Vistas de página en total

lunes, 25 de enero de 2010

9ª Sinfonía para maldecir.






Así que, una vez más volví a caer. A pensarte, y por consiguiente a maldecirte.

Como cada mañana el despertador había sonado por primera vez a las siete; por segunda vez a las siete y cinco; por tercera, a las y diez; por cuarta, a las y cuarto; y así cada cinco minutos, hasta las ocho. Todavía recuerdo lo mucho que te molestaba que hiciera eso. Estar una hora apagando el despertador cada cinco minutos te parecía la mayor estupidez del mundo. Y así era: la mayor estupidez del mundo, para la mayor estúpida del mundo.
Cansada ya de escuchar la misma melodía -9ª Sinfonía de Ludwig Van Beethoven- cada cinco minutos durante una agonizante hora, decidí dirigirme hacia la cocina.

Genial. El café se había acabado. Pero qué coño…, en realidad nadie lo había preparado. Y cuando digo nadie digo yo. Quién si no iba a prepararlo…
No sé por qué me irrité al ver la cafetera vacía y sucia del café anterior. Era una irritación un tanto extraña, mezclada con tristeza.
Tal vez me veía demasiado reflejada en aquella maloliente cafetera: Vacía y sucia de la noche anterior. Aquella madrugada había llegado a las 5.30, mis vaqueros desprendían un fuerte olor a cerveza –de alguien, supongo, que la había derramado, o quizás había sido yo misma- y mi pelo olía tanto a marihuana que podía colocarme con tan sólo inspirarlo. No recordaba mucho más, tan sólo que había conocido a unos chicos que habían intentado hacerse los simpáticos, a los cuales había asustado con mi peculiar simpatía. Tú me entiendes. También recuerdo que Sofía se había cabreado: mi peculiar simpatía había espantado al que –según ella- era el amor de su vida. Y ya ves tú, lo acababa de conocer… “Será por tíos” Le había dicho, y antes de acabar la frase ya me había arrepentido. Yo también sabía lo que era “encapricharse” de alguien en concreto.

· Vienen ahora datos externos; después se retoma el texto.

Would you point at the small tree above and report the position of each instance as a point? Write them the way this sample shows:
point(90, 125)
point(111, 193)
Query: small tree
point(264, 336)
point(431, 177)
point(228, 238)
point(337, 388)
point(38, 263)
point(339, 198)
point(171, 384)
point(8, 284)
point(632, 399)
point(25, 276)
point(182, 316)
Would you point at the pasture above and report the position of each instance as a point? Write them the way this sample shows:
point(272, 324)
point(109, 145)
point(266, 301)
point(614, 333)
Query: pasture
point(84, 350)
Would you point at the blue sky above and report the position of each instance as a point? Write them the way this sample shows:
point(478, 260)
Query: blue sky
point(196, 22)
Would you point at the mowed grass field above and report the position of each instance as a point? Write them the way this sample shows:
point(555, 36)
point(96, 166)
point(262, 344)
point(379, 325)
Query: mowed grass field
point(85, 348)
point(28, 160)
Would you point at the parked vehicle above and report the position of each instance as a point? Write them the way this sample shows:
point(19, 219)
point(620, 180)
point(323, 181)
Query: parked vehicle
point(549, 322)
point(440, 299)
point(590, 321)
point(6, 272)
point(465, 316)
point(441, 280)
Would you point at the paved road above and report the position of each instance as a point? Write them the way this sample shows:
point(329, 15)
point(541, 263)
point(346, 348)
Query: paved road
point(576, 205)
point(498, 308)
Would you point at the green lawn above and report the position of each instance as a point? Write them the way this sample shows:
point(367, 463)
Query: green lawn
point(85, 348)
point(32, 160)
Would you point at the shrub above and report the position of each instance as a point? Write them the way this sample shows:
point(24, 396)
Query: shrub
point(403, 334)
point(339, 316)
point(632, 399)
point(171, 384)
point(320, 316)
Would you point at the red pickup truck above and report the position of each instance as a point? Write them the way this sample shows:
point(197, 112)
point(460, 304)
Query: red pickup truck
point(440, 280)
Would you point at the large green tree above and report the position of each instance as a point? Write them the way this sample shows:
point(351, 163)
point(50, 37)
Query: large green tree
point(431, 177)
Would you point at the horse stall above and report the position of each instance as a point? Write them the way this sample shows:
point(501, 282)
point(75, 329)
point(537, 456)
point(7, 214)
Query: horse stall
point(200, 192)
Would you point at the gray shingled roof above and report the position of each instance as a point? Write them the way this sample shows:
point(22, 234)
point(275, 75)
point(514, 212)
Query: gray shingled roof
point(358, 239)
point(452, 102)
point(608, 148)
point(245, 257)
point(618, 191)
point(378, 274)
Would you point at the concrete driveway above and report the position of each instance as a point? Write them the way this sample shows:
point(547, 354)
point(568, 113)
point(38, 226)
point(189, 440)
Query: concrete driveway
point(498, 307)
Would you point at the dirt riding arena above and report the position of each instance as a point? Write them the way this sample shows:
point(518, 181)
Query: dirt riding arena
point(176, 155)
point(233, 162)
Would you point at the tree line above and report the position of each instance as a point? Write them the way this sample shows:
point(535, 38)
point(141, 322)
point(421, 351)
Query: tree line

En mi cabeza seguía sonando la 9ª Sinfonía. Te maldije. Te maldije por haberme enseñado aquella canción. Tranquilo, los dos sabemos que ni tú me habías enseñado la canción, ni yo te estaba maldiciendo realmente, pero llevaba ya más de media hora despierta y aún no te había odiado, como me había propuesto el día que me dejaste. Tenía que buscar una excusa, y Beethoven, por primera vez en la vida –si Beethoven supiera…- me había dado la solución.

Empecé a preguntarme qué narices hacía despierta tan temprano, si tan sólo hacía dos horas y pico que me había acostado. ¡Ah! Si…, el despertador. El maldito despertador del móvil, con la maldita sinfonía que no paraba de retumbar en mi cabeza. Era mortificante. Como si por mis venas en vez de sangre discurrieran sinfonías de Beethoven constantemente. Como si en mi cabeza sólo hubiese una sinfonía… La que “tú me habías enseñado”.
¿Ves? A la misma vez que buscaba una excusa para odiarte, no estaba sino buscándola para pensar en ti y recordarte.

La imagen que daba aquella mañana era demasiado patética. Tendrías que haberme visto: Sentada en esa vieja silla de la cocina, -la que tenía la parte trasera izquierda más corta que su contigua, ¿la recuerdas? Esa que tanto detestabas. La que tan incómoda te resultaba- con tu vieja camiseta negra –a modo de pijama improvisado- que te había robado hacía un par de años. Cafetera en mano y mirada fija en ninguna parte…
Sinceramente, lo único que estaba haciendo era pensarte, y por consiguiente, maldecirte.